Het was nodig om de motoren onder de cockpit vandaan te halen omdat deze niet opvouwbaar was. Trouwens, de cabine, die voor die tijd breed genoeg was, was samengesteld uit delen van de seriële cabines van vrachtwagens en bestelwagens "Ford" in 1940, en het bleek mooier en comfortabeler te zijn dan de cabines die werden geproduceerd bij die tijd, gelegen boven de motor. De totale lengte van de trekker met oplegger was 23,5 m.

Afbeelding
Afbeelding

B-24 in de lucht.

De routes van de roadtrains naar de assemblagefabrieken waren zo gekozen dat er onderweg genoeg "Ford"-werkplaatsen waren. Hun eigenaren werden door de staat van beleg bevolen om 24 uur per dag, 7 dagen per week te werken. Twee machinisten wisselden elkaar om de 5 uur af. Tijdens de reis waren er vier stops van elk een uur voor inspectie en eten. In de fabriek werd een oplegger met elementen van een bommenwerper afgekoppeld, een lege werd direct afgesteld en de chauffeurs werden teruggestuurd. En dus elke dag gedurende drie en een half jaar … "Bommenwerpers" waren niet de enige lading van de beschreven roadtrains. Ze onderhouden Ford's WACO transportzweefvliegtuigfabriek in Iron Mountain. Even later werd de ervaring van "Ford" overgenomen door de vliegtuigfabrikant "North American Aviation" bij het organiseren van de massaproductie van de beste Amerikaanse jager uit de Tweede Wereldoorlog - de P-51 "Mustang".

Afbeelding
Afbeelding

"Messerschmit" werd door ons neergeschoten, en de auto vliegt, voorwaardelijk en op één vleugel…"
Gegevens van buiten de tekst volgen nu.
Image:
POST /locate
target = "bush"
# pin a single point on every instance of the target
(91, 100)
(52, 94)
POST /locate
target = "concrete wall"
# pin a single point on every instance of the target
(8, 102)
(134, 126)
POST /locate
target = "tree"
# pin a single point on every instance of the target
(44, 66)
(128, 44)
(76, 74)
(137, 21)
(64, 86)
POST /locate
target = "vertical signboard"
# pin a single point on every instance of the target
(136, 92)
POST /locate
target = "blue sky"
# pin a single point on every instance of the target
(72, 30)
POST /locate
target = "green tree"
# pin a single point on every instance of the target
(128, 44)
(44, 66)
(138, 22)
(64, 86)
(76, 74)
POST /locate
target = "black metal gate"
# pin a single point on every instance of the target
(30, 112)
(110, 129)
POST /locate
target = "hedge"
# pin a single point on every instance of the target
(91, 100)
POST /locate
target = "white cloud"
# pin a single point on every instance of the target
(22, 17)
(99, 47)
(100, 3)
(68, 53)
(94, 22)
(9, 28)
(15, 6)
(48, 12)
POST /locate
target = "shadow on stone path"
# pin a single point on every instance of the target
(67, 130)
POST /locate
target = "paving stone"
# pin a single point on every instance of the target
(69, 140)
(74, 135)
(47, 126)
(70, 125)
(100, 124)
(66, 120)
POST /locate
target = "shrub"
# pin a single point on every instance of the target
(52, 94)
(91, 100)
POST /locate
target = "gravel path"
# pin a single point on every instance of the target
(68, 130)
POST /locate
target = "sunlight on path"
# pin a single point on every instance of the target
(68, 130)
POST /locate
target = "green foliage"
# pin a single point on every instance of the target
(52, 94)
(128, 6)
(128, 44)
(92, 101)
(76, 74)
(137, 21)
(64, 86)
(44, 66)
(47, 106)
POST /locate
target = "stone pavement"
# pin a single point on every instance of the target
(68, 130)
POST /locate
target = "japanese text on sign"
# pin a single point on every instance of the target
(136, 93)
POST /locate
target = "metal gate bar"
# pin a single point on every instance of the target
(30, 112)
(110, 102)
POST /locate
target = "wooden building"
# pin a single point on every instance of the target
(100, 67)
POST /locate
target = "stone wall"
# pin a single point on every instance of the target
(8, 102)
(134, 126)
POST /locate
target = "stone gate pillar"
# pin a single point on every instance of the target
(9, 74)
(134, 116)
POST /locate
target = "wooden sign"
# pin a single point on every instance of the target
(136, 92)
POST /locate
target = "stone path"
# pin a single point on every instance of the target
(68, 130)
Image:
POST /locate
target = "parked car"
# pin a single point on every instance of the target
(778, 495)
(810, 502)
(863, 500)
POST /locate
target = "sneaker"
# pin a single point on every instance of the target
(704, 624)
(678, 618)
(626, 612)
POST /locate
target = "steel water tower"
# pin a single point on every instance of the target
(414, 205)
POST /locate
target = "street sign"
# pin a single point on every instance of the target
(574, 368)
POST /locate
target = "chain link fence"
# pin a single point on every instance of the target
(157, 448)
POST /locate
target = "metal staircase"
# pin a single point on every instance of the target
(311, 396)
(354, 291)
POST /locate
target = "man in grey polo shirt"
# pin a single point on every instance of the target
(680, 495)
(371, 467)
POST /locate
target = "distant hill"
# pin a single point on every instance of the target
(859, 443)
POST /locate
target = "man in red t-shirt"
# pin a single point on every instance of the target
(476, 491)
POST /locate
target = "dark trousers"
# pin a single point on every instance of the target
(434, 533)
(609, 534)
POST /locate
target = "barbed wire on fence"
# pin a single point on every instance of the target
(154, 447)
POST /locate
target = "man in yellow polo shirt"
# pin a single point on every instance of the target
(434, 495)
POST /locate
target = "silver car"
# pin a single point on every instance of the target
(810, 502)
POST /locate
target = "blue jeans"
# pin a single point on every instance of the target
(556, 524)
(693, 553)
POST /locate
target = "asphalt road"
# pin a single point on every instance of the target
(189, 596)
Na het einde van de oorlog droegen unieke roadtrains enige tijd elementen van de nieuwe B-32-bommenwerpers totdat ze werden vervangen door modernere. Ze dienden in kleine particuliere bedrijven en gingen geleidelijk naar de stortplaats. In de jaren negentig van de vorige eeuw is er één, waarschijnlijk de laatste van de overgebleven tractoren, op een stortplaats gevonden en volledig gerestaureerd. Helaas hebben we nog geen van de honderden opleggers gevonden, dus je kunt de road train-"vliegdekschip" alleen op oude foto's zien …

Wat is de conclusie? Het principe van "just in time" is helemaal niet door de Japanners uitgevonden, maar veel eerder - in Amerika tijdens de Tweede Wereldoorlog. Het waren de organisatorische vaardigheden van de Yankees in die tijd, tijdens de oorlogsjaren, die dankzij auto's hielpen om de fabrieken ver van elkaar te verenigen in één gigantische assemblagelijn, om ze in hetzelfde ritme te laten werken, in dezelfde technologische keten.